# Distributed Computing: Message Passing Interface (MPI)

## MPI and MPI.jl

* **[MPI](https://www.mpi-forum.org/)**: A [standard](https://www.mpi-forum.org/docs/) with several specific implementations (e.g. [OpenMPI](https://www.open-mpi.org/), [IntelMPI](https://www.intel.com/content/www/us/en/developer/tools/oneapi/mpi-library.html#gs.73krlr), [MPICH](https://www.mpich.org/))
* **[MPI.jl](https://github.com/JuliaParallel/MPI.jl)**: Julia package and interface to (most) MPI implementations ([paper](https://proceedings.juliacon.org/papers/10.21105/jcon.00068))

### Getting MPI

By default, an appropriate MPI will be automatically downloaded when adding MPI.jl to a Julia environment (see e.g. MPICH_jll.jl)). Works out of the box almost all of the time.

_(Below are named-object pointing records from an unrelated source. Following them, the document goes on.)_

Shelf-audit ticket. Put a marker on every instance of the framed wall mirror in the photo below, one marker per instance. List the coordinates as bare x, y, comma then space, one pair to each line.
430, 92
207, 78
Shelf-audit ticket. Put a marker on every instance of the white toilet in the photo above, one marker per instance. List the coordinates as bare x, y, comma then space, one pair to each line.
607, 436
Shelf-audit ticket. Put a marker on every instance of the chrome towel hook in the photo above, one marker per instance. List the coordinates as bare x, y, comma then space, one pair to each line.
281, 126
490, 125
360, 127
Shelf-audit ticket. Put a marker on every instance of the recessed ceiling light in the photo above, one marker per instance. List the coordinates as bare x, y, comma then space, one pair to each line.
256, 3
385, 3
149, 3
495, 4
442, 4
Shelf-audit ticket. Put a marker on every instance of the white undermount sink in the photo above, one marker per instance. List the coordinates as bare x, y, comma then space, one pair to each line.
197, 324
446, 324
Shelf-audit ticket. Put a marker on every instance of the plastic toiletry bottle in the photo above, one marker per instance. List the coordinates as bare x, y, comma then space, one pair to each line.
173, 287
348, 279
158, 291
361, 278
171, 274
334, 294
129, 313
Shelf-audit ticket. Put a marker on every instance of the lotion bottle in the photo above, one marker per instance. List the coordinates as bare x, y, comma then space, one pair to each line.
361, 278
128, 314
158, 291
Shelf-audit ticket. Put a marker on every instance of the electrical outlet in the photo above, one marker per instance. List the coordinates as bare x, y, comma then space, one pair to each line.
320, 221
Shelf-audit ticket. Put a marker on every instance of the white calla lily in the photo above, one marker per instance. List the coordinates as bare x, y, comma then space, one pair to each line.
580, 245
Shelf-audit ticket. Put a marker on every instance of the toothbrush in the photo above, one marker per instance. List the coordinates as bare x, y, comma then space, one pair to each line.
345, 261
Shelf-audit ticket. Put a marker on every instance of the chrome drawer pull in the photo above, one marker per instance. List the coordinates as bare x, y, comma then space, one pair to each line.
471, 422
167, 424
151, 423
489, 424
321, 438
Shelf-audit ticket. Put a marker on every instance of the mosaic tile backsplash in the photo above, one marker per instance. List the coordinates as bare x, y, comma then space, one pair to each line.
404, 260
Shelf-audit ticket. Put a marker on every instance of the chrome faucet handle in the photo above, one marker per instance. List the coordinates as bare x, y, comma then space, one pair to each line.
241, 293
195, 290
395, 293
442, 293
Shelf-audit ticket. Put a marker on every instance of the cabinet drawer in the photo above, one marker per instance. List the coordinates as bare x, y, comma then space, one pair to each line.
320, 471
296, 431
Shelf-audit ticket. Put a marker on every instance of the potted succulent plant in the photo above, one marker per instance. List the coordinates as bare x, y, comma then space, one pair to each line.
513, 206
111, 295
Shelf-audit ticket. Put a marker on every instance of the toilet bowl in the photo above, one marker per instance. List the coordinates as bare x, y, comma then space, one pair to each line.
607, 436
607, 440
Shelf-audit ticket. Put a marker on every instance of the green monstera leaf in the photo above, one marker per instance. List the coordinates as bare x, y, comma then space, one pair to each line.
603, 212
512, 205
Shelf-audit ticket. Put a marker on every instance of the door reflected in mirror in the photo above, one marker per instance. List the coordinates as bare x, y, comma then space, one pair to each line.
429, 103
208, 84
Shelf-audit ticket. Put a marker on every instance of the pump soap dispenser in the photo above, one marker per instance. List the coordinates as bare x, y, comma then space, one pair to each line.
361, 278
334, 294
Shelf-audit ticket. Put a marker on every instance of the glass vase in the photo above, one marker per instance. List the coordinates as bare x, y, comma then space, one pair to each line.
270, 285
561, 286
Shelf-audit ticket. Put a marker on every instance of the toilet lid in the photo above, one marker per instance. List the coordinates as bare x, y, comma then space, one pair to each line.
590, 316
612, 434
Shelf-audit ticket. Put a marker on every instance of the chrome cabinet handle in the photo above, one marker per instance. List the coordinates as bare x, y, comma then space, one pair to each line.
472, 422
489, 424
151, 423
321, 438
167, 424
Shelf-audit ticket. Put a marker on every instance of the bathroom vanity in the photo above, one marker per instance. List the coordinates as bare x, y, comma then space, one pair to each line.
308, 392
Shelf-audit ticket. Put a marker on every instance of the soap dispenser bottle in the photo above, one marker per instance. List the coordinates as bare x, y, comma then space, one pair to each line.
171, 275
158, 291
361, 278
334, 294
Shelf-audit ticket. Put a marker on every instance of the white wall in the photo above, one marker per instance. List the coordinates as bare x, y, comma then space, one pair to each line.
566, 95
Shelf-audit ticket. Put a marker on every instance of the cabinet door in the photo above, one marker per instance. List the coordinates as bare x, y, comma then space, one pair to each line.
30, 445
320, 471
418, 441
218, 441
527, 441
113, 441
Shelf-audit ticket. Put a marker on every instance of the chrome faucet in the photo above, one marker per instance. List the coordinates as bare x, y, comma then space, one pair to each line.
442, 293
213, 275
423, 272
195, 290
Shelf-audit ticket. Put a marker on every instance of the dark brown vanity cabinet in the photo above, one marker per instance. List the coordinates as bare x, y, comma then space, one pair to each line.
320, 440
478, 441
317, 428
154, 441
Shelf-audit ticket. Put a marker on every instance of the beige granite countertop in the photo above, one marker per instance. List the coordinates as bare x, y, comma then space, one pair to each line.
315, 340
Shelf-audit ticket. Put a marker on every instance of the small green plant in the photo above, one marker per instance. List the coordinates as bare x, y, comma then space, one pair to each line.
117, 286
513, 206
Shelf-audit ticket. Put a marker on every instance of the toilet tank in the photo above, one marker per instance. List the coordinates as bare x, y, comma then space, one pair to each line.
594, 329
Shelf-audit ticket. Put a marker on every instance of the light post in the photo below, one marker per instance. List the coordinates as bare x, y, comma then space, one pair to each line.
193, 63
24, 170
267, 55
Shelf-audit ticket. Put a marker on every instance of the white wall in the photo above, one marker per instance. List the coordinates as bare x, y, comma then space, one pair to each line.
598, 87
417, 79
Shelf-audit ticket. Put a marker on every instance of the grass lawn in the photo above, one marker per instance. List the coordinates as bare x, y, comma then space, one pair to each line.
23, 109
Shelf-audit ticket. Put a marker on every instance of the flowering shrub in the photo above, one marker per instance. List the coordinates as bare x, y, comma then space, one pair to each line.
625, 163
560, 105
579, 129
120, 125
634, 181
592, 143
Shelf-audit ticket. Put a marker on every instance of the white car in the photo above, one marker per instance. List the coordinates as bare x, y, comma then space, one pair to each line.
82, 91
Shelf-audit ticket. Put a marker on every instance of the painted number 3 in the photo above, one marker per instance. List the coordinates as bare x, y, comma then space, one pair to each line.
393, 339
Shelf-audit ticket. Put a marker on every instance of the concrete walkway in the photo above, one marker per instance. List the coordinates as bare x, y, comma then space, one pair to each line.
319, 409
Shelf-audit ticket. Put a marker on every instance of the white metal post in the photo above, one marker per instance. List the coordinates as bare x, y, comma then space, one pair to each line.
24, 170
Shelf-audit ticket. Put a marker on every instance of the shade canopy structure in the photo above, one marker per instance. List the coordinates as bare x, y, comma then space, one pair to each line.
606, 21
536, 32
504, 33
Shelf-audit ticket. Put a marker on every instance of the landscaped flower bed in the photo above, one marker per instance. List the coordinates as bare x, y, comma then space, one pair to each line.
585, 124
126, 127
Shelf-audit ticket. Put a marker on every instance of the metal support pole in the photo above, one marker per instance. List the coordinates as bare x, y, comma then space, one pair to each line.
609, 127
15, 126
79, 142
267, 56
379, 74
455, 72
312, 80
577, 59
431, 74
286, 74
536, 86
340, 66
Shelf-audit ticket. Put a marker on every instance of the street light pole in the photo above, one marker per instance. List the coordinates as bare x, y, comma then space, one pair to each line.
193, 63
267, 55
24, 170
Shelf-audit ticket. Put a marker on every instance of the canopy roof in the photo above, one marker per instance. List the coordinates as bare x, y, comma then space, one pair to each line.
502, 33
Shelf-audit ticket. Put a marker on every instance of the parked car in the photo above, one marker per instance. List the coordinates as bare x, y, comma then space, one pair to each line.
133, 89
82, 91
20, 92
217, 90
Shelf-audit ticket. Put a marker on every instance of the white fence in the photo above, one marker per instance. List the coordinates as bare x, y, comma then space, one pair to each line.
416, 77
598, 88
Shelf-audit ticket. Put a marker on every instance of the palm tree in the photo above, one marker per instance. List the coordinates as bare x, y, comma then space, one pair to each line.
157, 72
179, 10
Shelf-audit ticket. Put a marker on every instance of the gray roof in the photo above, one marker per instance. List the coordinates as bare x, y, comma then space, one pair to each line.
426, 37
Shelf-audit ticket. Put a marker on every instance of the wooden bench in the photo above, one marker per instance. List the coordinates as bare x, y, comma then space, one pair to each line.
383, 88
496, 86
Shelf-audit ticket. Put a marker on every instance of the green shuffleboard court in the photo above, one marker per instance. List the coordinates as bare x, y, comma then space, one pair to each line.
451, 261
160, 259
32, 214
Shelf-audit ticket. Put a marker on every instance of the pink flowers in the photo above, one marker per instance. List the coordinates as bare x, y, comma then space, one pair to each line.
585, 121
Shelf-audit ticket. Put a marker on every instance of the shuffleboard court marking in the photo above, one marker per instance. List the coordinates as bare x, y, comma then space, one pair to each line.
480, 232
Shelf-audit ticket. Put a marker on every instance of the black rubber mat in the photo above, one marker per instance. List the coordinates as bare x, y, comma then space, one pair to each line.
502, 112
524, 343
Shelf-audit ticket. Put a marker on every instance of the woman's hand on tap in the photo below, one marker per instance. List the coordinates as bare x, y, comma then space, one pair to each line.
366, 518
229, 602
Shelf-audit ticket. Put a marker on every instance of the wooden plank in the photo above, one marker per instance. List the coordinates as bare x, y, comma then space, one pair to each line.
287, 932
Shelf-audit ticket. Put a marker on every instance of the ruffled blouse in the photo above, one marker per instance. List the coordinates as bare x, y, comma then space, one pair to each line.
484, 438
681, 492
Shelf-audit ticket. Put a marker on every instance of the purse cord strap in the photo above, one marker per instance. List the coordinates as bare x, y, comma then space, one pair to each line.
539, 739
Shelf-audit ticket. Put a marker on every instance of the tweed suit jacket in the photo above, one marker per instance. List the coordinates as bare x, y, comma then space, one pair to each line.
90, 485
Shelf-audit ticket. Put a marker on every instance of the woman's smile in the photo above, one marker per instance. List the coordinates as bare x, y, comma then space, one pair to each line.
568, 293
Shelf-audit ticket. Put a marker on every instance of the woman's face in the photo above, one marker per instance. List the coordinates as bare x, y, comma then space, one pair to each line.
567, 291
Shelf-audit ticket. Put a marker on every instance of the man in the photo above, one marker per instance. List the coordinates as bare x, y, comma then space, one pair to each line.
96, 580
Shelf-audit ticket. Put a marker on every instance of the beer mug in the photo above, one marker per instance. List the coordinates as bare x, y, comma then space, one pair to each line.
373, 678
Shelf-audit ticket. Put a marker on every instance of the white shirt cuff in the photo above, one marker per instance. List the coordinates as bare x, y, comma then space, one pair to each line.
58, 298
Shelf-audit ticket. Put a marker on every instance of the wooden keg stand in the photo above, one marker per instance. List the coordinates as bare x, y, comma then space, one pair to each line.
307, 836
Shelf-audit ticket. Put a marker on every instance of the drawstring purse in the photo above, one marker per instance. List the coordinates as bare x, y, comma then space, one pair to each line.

However, in particular on HPC clusters, one sometimes wants/needs to use a **system-wide MPI** installation. Potential reasons include:

* Vendor-specific MPI required for MPI to work at all.
* Fine-tuned MPI configuration necessary for best performance.
* CUDA-aware or ROCm-aware MPI

#### How to use a system MPI?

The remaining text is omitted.